Disjoint interval tree application scenarios:

  • Time scheduling: Managing non-overlapping time slots
  • Memory management: Tracking allocated/free memory blocks
  • Interval queries: Quickly determining if a point is in an interval

Core requirements:

  • Efficient insertion: Support single element and interval insertion
  • Automatic merging: Automatically merge adjacent intervals
  • Efficient queries: Quickly determine if point exists
  • Interval erasure: Support point and interval erasure

Solution: Ordered Map Storage

The industrial implementation uses a clever design:

// Core design: using ordered map
using TTree = TMap<T, T>;  // key = interval start, value = interval end (exclusive)

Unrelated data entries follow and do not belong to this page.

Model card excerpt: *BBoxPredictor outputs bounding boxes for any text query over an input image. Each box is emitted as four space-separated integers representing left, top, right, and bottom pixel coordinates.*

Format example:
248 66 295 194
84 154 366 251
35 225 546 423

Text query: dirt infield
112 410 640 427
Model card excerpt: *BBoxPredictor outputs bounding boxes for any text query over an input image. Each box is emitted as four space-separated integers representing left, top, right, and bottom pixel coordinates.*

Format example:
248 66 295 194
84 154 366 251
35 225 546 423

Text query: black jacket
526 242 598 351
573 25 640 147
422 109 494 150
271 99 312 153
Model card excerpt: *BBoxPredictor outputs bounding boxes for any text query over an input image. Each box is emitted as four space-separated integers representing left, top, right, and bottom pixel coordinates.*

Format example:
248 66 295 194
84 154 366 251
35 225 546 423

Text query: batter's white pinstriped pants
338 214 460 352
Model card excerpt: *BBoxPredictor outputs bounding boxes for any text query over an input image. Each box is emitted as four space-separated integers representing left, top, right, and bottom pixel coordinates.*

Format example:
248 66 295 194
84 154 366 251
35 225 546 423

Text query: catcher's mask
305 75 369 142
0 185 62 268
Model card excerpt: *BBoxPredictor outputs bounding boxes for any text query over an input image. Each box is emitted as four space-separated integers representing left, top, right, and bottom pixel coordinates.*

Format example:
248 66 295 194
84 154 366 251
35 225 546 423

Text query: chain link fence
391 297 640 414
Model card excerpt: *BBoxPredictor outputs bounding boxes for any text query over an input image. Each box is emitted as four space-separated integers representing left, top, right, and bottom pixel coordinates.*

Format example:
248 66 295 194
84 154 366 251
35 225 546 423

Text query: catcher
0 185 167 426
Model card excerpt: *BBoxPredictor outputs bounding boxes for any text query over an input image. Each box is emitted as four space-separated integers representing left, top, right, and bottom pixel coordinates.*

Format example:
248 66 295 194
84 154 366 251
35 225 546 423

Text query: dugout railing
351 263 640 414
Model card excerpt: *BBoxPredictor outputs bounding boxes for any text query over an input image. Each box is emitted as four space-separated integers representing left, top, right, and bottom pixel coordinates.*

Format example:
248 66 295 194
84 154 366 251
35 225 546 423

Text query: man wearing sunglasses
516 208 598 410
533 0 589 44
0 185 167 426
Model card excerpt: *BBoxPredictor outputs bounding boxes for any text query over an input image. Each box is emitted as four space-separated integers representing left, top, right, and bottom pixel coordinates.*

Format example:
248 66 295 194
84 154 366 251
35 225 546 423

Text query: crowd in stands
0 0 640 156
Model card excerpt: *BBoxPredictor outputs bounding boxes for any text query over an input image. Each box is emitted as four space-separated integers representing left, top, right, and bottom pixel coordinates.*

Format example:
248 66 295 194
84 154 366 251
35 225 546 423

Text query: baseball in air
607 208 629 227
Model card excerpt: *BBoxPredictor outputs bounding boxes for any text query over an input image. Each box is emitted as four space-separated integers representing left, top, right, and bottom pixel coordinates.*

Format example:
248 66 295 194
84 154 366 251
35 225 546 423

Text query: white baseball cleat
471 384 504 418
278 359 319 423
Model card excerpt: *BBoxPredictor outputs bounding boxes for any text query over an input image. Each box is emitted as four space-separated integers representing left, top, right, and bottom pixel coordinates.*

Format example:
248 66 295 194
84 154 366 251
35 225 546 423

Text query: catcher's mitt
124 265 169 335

// Invariant: intervals never overlap

Core Design

  1. Interval Representation

    • Interval [a, b) represented as (a, b)
    • key = start, value = end (exclusive)
    • All intervals sorted by start, never overlap
  2. Insertion with Merging

    // Try to extend left interval
    if (p != Tree.end() && p->second == begin) {
        p->second = end;
        // Try to merge adjacent intervals
        if (next != Tree.end() && next->first == end) {
            p->second = next->second;
            Tree.erase(next);
        }
    }
  3. Point Query

    // Find first interval with start > t, then check previous
    TIterator l = Tree.lower_bound(t);
    if (l != Tree.begin()) {
        --l;
        if (l->first < t && t < l->second) {
            return l;  // Found
        }
    }
  4. Interval Erasure

    • May need to split interval
    • Handle three cases: erase at start, end, or middle

Trade-off Analysis

Advantages

  1. O(log n) lookup: Uses map's ordering
  2. Automatic merging: Adjacent intervals merge automatically
  3. Space efficient: Great when interval count << element count
  4. Rich operations: Supports various interval operations

Costs

  1. Memory overhead: Needs map node storage
  2. Complex implementation: Interval merging/splitting logic complex
  3. Invariant maintenance: Must ensure intervals never overlap

Use Cases

  • Frequent point-in-interval queries
  • Interval count much less than element count
  • Need efficient interval merging

Clean Room Reimplementation: Python Implementation

Here's the same design philosophy demonstrated in Python:

class DisjointIntervalTree:
    """Disjoint interval tree"""
    
    def __init__(self):
        self.intervals = []  # sorted list of (start, end)
        self.num_elements = 0
    
    def insert_interval(self, begin, end):
        """Insert interval [begin, end)"""
        # Try to merge with adjacent intervals
        # ...
    
    def has(self, t):
        """Check if point exists"""
        idx = bisect_left(self.intervals, (t + 1, float('inf'))) - 1
        if idx >= 0:
            start, inter_end = self.intervals[idx]
            return start <= t < inter_end
        return False
    
    def erase(self, t):
        """Erase single point, may split interval"""
        # Find containing interval, split based on position
        # ...

The output validates the design:

=== Disjoint Interval Tree Demo (Python) ===

--- Test 1: Insert Elements ---
Insert 5: [(5, 6)], elements=1
Insert 1: [(1, 2), (5, 6)], elements=2
Insert 3: [(3, 4), (1, 2), (5, 6)], elements=3

--- Test 2: Has ---
Has 1: True
Has 3: True
Has 10: False

--- Test 3: Erase ---
Before erase 3: [(1, 2), (3, 4), (5, 6)]
After erase 3: [(1, 2), (5, 6)]

Summary

Disjoint interval tree design embodies simplicity + efficiency balance:

  1. Ordered map: Trade space for time, O(log n) lookup
  2. Automatic merging: Intelligent merge on insertion
  3. Interval splitting: Correct handling of three erasure cases
  4. Non-overlapping invariant: Simplifies query logic

This design isn't a silver bullet, but for interval management scenarios, it's a very elegant trade-off choice.